Russian radars record active operation of Ukrainian air defense
Posted on July 18th, 2014


Russian radars record active operation of Ukrainian air defense. 53196.jpeg

Russian radio equipment recorded a radar station of the Ukrainian anti-aircraft missile system Buk was active on the day the Malaysian airliner crashed, officials with the Russian Defense Ministry said. The part of the route of the Malaysian jet, as well as a place of its crash, fall into the destruction area of two Ukrainian batteries of long-range anti-aircraft missile S-200 and three batteries of medium-range SAM Buk-M1.

Spokespeople for the Defense Ministry clarified that the Russian aero-technical equipment recorded active operations of radar station RLS-9s18 “Dome” of a battery of SAM Buk-M1, stationed near the village of Styla (30 kilometers south of Donetsk).

Officials also said that technical features of SAM Buk-M1 allow to exchange information on air targets between batteries of one division.

“Thus, the launch of missiles could be conducted from all batteries stationed in the village of Avdiyivka (8 kilometers north of Donetsk) or Gruzsko-Zaryanskoe (25 kilometers east of Donetsk),” concluded the Defense Ministry.

As a result of the crash of Boeing 777 on July 17 over the territory of Ukraine, 298 people were killed.
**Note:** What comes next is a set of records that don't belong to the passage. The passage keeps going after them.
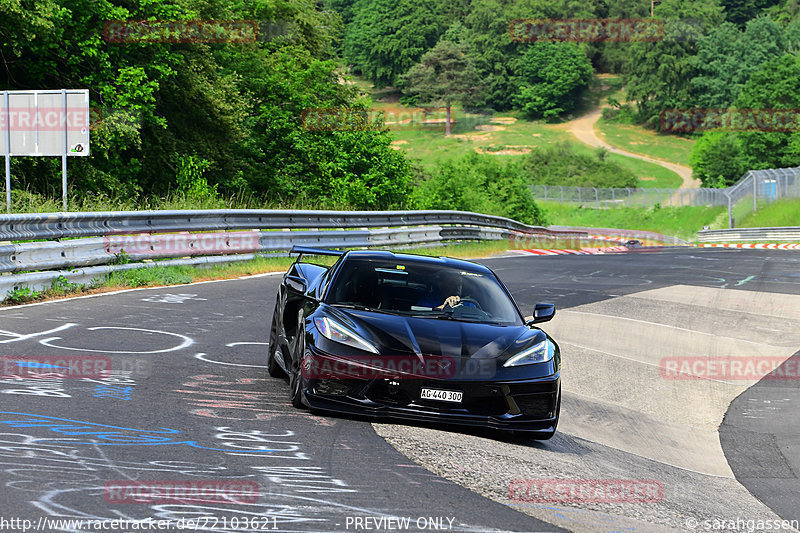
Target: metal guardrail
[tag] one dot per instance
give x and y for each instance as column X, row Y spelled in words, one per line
column 94, row 242
column 66, row 225
column 787, row 233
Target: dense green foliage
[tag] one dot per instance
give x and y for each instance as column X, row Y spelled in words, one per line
column 215, row 121
column 444, row 75
column 551, row 78
column 720, row 158
column 204, row 117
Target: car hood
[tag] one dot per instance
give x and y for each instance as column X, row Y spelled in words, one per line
column 396, row 334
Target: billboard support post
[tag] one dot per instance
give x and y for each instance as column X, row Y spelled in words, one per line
column 8, row 155
column 64, row 155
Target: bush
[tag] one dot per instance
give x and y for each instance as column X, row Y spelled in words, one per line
column 717, row 159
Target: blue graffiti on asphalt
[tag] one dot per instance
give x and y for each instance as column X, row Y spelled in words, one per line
column 32, row 364
column 105, row 435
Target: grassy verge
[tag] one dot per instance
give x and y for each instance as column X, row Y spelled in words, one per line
column 780, row 213
column 643, row 141
column 650, row 175
column 682, row 222
column 157, row 276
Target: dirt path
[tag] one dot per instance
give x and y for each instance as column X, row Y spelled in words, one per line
column 583, row 128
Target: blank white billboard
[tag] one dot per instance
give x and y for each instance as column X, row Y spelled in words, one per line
column 40, row 123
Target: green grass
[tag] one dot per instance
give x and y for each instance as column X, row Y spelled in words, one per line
column 647, row 142
column 780, row 213
column 682, row 222
column 28, row 202
column 650, row 175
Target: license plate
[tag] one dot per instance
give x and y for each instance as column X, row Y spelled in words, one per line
column 442, row 395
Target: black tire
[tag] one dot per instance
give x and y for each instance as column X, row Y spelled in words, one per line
column 273, row 368
column 296, row 379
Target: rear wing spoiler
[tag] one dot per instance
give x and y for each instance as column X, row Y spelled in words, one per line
column 302, row 250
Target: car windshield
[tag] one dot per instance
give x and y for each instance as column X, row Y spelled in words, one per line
column 420, row 289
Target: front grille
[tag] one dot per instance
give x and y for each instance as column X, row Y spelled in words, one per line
column 333, row 387
column 537, row 405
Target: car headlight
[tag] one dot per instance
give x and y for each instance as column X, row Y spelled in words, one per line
column 337, row 332
column 541, row 353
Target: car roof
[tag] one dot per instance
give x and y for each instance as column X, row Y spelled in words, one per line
column 443, row 262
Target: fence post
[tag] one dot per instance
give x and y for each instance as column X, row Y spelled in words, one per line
column 730, row 210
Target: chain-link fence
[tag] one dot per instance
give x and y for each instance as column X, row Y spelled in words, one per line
column 629, row 197
column 754, row 189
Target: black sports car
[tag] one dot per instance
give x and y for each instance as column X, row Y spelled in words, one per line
column 412, row 337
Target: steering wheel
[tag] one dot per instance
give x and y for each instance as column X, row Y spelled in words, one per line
column 472, row 301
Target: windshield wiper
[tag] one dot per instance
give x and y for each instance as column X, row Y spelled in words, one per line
column 357, row 307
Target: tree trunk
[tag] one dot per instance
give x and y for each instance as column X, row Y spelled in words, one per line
column 447, row 124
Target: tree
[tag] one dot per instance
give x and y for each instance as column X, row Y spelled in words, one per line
column 727, row 57
column 776, row 85
column 658, row 73
column 739, row 12
column 387, row 37
column 551, row 78
column 444, row 75
column 717, row 159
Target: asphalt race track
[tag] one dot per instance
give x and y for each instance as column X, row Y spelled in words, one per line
column 189, row 399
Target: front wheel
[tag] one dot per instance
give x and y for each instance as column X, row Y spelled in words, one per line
column 274, row 351
column 296, row 380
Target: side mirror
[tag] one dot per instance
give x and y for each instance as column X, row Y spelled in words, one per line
column 543, row 313
column 296, row 284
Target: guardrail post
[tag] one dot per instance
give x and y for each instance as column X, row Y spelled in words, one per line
column 730, row 210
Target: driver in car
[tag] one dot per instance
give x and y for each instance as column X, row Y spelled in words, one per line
column 449, row 287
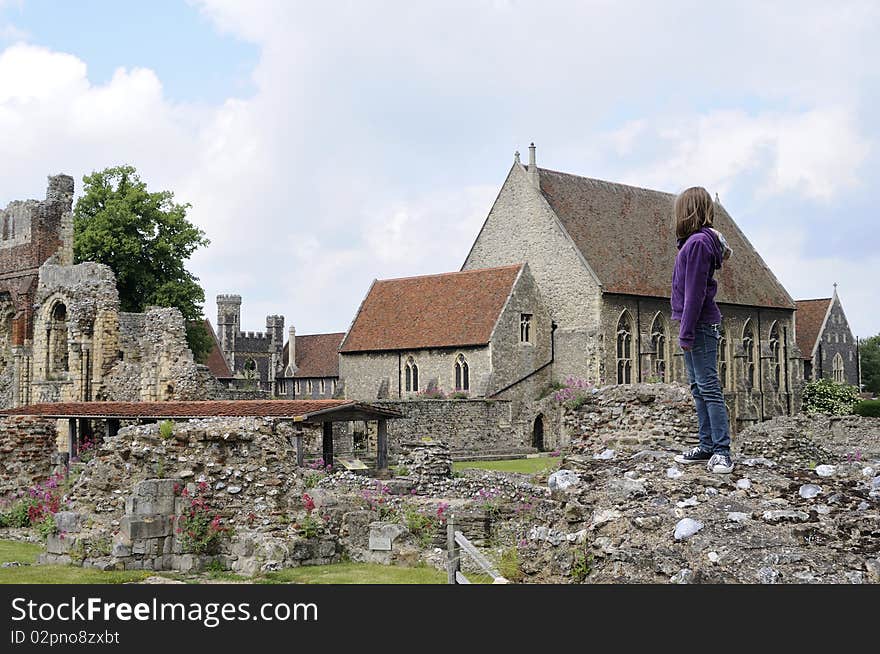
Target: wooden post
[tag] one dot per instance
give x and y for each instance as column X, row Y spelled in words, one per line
column 328, row 443
column 72, row 440
column 453, row 555
column 382, row 445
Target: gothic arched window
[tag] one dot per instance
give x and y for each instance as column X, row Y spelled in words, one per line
column 775, row 351
column 722, row 359
column 411, row 376
column 658, row 342
column 624, row 349
column 57, row 359
column 462, row 376
column 837, row 368
column 749, row 350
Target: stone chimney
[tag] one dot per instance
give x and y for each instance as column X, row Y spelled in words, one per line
column 291, row 353
column 533, row 168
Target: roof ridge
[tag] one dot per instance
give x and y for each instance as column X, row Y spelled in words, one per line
column 456, row 272
column 596, row 180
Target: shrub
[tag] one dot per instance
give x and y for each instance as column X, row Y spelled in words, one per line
column 166, row 429
column 509, row 566
column 574, row 394
column 421, row 525
column 828, row 396
column 868, row 408
column 582, row 566
column 200, row 529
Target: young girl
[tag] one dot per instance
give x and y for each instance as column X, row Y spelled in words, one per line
column 701, row 250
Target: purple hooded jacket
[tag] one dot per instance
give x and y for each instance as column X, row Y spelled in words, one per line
column 693, row 286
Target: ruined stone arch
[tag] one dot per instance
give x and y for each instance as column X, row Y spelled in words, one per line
column 57, row 336
column 462, row 373
column 775, row 345
column 411, row 375
column 749, row 351
column 624, row 350
column 659, row 342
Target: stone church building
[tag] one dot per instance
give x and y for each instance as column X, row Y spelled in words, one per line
column 471, row 334
column 826, row 341
column 602, row 255
column 306, row 366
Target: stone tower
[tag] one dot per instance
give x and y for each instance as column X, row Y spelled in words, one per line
column 275, row 332
column 228, row 324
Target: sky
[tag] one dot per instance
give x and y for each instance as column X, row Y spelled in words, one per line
column 324, row 145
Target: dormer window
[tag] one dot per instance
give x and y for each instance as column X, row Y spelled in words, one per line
column 411, row 376
column 525, row 328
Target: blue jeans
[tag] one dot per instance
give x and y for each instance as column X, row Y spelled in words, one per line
column 702, row 366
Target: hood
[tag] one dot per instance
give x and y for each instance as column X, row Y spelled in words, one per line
column 708, row 231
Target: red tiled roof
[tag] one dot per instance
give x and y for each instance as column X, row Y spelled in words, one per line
column 317, row 355
column 808, row 320
column 448, row 310
column 198, row 409
column 216, row 362
column 626, row 235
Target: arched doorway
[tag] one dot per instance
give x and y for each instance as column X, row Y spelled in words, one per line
column 538, row 433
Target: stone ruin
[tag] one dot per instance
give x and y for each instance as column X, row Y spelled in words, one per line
column 802, row 506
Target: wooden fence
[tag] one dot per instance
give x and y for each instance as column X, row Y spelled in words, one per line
column 456, row 544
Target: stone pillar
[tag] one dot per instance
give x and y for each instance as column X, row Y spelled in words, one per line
column 328, row 442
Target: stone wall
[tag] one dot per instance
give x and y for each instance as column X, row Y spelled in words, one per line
column 32, row 232
column 473, row 426
column 521, row 227
column 747, row 403
column 380, row 375
column 837, row 338
column 631, row 414
column 27, row 446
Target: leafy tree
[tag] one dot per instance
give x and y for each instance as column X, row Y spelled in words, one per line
column 145, row 238
column 869, row 351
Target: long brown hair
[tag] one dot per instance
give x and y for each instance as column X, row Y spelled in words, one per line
column 693, row 209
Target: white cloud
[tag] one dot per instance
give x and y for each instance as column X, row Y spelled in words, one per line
column 816, row 153
column 807, row 277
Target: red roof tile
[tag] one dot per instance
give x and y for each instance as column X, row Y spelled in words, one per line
column 448, row 310
column 808, row 319
column 317, row 355
column 216, row 362
column 198, row 409
column 626, row 235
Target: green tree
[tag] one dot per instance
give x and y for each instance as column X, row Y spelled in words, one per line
column 145, row 238
column 869, row 352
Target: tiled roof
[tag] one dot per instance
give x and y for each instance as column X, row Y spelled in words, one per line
column 808, row 320
column 216, row 362
column 626, row 235
column 317, row 355
column 448, row 310
column 199, row 409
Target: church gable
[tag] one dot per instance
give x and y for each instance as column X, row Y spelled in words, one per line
column 626, row 235
column 521, row 226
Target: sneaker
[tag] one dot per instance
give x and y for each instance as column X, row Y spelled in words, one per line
column 696, row 455
column 720, row 463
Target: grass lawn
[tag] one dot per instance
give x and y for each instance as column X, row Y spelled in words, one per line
column 525, row 466
column 340, row 573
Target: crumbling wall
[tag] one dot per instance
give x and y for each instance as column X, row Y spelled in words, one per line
column 27, row 447
column 632, row 414
column 475, row 426
column 156, row 362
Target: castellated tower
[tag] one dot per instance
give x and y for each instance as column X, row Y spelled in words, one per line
column 275, row 333
column 228, row 323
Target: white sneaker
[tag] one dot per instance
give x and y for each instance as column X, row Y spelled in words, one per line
column 720, row 463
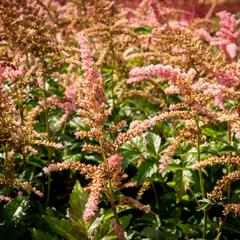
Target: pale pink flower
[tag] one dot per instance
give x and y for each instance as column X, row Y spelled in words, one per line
column 115, row 160
column 117, row 229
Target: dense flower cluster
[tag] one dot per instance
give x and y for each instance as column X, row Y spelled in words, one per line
column 125, row 94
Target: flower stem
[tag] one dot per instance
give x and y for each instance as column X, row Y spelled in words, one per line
column 48, row 138
column 201, row 177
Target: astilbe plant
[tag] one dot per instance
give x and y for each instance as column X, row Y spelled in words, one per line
column 137, row 99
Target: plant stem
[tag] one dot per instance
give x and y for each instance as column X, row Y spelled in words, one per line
column 110, row 194
column 113, row 69
column 201, row 178
column 228, row 171
column 229, row 167
column 48, row 138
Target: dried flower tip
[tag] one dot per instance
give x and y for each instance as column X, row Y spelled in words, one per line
column 218, row 160
column 232, row 207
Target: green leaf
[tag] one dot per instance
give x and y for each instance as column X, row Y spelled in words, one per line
column 77, row 202
column 62, row 227
column 39, row 235
column 146, row 170
column 153, row 143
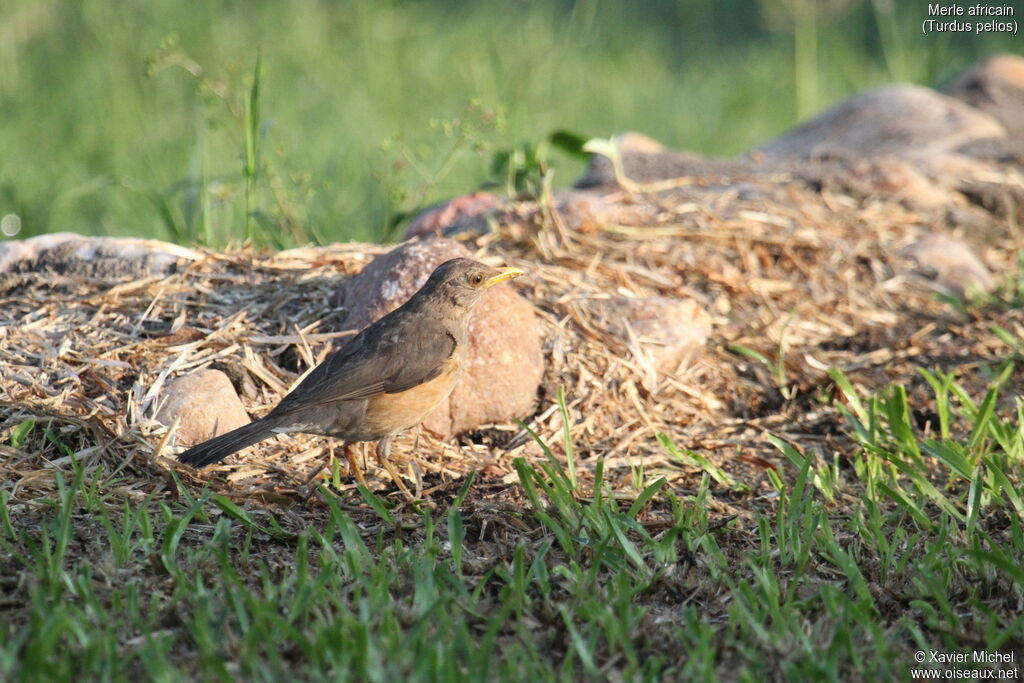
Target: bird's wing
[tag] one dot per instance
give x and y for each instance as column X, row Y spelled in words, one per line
column 386, row 358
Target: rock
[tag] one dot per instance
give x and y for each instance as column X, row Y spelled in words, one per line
column 467, row 213
column 582, row 210
column 950, row 263
column 505, row 360
column 670, row 332
column 206, row 406
column 882, row 177
column 996, row 87
column 104, row 258
column 905, row 121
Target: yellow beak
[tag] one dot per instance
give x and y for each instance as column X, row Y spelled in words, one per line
column 503, row 274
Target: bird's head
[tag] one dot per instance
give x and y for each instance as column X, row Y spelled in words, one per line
column 462, row 282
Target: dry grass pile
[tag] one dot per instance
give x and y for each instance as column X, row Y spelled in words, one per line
column 811, row 284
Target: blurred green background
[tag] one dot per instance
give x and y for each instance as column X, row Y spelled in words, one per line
column 131, row 117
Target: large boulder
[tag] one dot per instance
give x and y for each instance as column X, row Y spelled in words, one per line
column 904, row 121
column 505, row 360
column 996, row 87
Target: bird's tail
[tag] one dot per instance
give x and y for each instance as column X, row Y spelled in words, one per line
column 219, row 447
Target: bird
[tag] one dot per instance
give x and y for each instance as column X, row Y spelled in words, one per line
column 385, row 380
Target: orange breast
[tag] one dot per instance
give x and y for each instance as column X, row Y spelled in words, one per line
column 391, row 413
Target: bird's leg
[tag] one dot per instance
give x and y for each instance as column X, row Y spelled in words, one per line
column 353, row 466
column 383, row 455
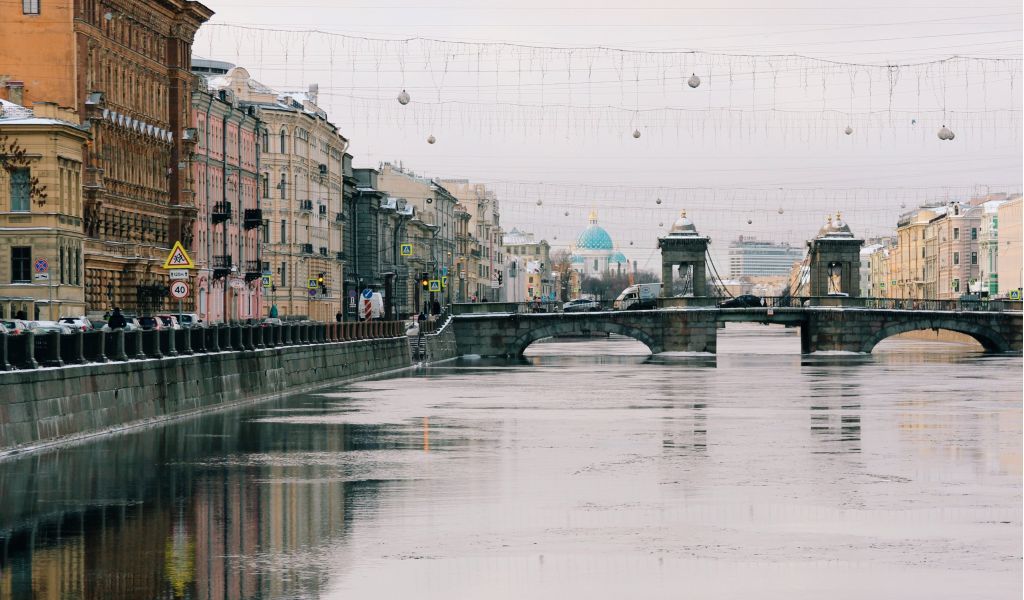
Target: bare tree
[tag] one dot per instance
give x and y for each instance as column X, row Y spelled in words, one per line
column 12, row 158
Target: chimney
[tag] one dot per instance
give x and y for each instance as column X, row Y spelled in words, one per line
column 15, row 91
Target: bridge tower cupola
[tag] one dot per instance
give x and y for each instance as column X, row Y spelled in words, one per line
column 835, row 260
column 684, row 248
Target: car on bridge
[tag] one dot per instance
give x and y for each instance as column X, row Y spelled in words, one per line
column 581, row 305
column 742, row 301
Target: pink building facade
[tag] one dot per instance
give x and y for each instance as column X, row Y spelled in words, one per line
column 229, row 225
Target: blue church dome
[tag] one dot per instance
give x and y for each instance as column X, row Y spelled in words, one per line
column 594, row 238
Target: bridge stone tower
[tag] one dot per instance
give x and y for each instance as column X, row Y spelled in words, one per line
column 685, row 248
column 835, row 260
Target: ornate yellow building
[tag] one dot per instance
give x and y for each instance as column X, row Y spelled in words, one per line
column 41, row 234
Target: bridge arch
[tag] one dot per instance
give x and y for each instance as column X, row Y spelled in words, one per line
column 519, row 344
column 989, row 339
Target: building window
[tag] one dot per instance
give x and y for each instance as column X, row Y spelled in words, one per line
column 19, row 188
column 20, row 264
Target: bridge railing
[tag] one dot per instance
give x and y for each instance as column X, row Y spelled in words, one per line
column 893, row 303
column 763, row 301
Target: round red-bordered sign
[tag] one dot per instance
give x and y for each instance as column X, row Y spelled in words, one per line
column 179, row 290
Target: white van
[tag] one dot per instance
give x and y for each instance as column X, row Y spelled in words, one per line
column 638, row 297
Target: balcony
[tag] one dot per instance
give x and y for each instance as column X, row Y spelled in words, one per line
column 221, row 266
column 254, row 218
column 254, row 270
column 221, row 212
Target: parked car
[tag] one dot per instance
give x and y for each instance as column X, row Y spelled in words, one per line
column 186, row 319
column 77, row 323
column 741, row 301
column 581, row 305
column 44, row 327
column 148, row 323
column 169, row 320
column 15, row 327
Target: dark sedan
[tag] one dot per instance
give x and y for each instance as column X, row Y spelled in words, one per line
column 743, row 301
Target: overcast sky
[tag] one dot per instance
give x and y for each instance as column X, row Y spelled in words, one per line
column 758, row 148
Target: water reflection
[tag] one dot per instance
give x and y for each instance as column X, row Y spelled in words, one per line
column 588, row 469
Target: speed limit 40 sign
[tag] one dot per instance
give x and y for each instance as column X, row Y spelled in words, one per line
column 179, row 290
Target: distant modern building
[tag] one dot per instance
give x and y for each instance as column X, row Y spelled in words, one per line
column 750, row 257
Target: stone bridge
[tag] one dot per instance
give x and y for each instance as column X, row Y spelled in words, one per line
column 695, row 329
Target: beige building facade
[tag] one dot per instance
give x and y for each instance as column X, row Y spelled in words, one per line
column 39, row 231
column 305, row 170
column 1010, row 259
column 486, row 257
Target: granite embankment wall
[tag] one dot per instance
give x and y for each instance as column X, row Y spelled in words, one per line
column 44, row 406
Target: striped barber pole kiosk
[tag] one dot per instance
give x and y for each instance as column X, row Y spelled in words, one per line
column 366, row 304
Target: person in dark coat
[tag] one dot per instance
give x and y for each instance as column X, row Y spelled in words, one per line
column 117, row 319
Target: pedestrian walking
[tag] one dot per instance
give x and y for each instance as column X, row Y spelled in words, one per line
column 117, row 320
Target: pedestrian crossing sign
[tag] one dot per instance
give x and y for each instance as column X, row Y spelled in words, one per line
column 178, row 258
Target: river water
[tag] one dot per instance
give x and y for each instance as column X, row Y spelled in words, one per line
column 587, row 470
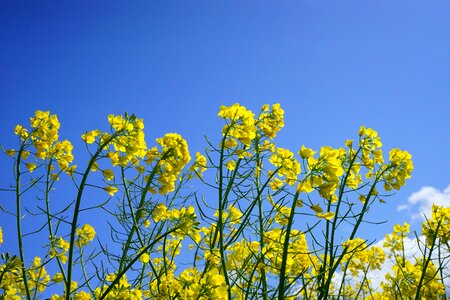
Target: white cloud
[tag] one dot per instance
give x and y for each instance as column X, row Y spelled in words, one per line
column 420, row 203
column 412, row 251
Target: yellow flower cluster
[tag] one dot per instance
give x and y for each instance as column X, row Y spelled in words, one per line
column 297, row 260
column 270, row 121
column 401, row 169
column 200, row 164
column 361, row 258
column 241, row 123
column 370, row 143
column 438, row 227
column 326, row 170
column 405, row 279
column 59, row 249
column 190, row 284
column 44, row 137
column 85, row 235
column 173, row 157
column 122, row 290
column 287, row 167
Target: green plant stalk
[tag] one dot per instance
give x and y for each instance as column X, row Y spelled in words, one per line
column 135, row 259
column 426, row 262
column 77, row 209
column 282, row 283
column 18, row 221
column 141, row 204
column 329, row 243
column 324, row 293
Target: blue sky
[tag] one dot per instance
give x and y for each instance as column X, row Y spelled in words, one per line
column 333, row 66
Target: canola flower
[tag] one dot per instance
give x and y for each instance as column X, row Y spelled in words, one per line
column 272, row 231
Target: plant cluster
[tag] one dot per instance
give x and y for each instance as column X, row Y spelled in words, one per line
column 269, row 224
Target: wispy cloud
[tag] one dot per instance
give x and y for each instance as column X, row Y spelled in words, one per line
column 420, row 203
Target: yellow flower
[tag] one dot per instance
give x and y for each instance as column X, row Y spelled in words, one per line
column 306, row 152
column 231, row 165
column 85, row 235
column 10, row 152
column 111, row 190
column 108, row 174
column 144, row 258
column 30, row 166
column 328, row 215
column 58, row 277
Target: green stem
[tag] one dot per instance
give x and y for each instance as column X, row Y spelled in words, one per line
column 18, row 221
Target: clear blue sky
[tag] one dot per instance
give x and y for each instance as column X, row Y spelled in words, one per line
column 333, row 66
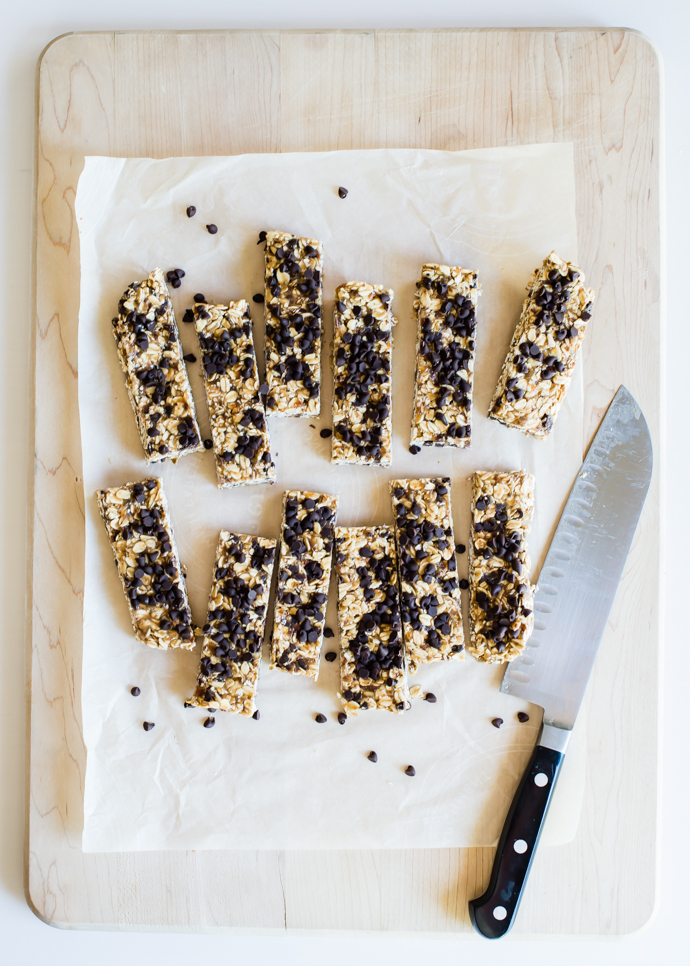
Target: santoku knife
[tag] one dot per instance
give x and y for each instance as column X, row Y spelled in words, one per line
column 576, row 589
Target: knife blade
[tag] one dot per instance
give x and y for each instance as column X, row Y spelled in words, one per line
column 577, row 586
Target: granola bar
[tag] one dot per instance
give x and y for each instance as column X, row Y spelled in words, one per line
column 501, row 617
column 293, row 324
column 141, row 535
column 446, row 306
column 236, row 410
column 150, row 354
column 430, row 592
column 372, row 656
column 542, row 355
column 306, row 550
column 231, row 647
column 363, row 324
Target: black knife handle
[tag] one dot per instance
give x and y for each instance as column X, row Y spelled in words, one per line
column 493, row 913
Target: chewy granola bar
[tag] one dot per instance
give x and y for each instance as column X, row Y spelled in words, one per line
column 542, row 355
column 236, row 410
column 446, row 306
column 430, row 592
column 141, row 535
column 234, row 631
column 306, row 551
column 150, row 354
column 293, row 324
column 501, row 617
column 363, row 324
column 372, row 656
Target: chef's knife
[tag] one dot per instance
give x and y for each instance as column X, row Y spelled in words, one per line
column 576, row 589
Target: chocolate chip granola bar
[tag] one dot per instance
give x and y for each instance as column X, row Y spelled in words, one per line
column 293, row 299
column 372, row 656
column 363, row 323
column 430, row 592
column 234, row 630
column 544, row 349
column 501, row 617
column 150, row 354
column 238, row 425
column 306, row 551
column 446, row 305
column 141, row 535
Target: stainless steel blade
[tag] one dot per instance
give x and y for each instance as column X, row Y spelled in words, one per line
column 584, row 564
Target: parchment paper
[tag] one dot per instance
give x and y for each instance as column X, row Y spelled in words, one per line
column 286, row 781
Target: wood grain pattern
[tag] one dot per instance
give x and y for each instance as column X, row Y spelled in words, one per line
column 158, row 94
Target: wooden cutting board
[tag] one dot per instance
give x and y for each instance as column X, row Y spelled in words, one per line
column 157, row 94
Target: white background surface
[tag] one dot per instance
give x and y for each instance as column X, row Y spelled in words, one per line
column 26, row 28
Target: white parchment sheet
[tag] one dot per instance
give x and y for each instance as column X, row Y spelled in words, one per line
column 286, row 782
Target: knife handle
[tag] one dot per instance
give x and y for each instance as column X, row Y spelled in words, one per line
column 493, row 913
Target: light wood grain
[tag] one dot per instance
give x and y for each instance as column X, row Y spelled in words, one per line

One Response to “Russian radars record active operation of Ukrainian air defense”

  1. Lorenzo Says:

    Bloody double standards!

    USA have STINGER missiles to AL QAEDA to attack Russian warplanes, helicopters AND civilian aircraft alike. Now they are crying!!

    “Outside Jalalabad, Afghanistan, 25 years ago this week, an angry young man named Abdul Wahab Quanat recited his prayers, walked onto a farm field near a Soviet airfield, raised a Stinger missile launcher to his shoulder and shot his way into history.

    It was the first time since the Soviet invasion seven years earlier that a mujahedeen fighter had destroyed the most feared weapon in the Soviet arsenal, a Hind attack helicopter. The event panicked the Soviet ranks, changed the course of the war and helped to break up the USSR itself.

    Today, Mr. Wahab is general manager of the Afghan central-bank branch near the Khyber Pass, a middle-age man who carries tinted bifocals in his vest pocket and chooses Diet Pepsi over regular. Mr. Wahab and the two other Stinger gunners at the airfield that day—Zalmai and Abdul Ghaffar—have now joined the post-jihad establishment. Mr. Zalmai is sub-governor of Shinwar District, and Mr. Ghaffar is a member of parliament.

    They nurse a gauzy nostalgia for the joys of being young jihadists. “Those were good, exciting times,” Mr. Wahab says. “Now I’m a banker. It’s boring.”

    At the time, the Soviets and their Afghan allies were on the offensive, thanks to the Hinds. Heavily armored, the helicopters were indifferent to ground fire as they strafed and rocketed mujahedeen and civilians alike. In 1986, the Reagan administration and its congressional allies put aside qualms about dispatching missile launchers.”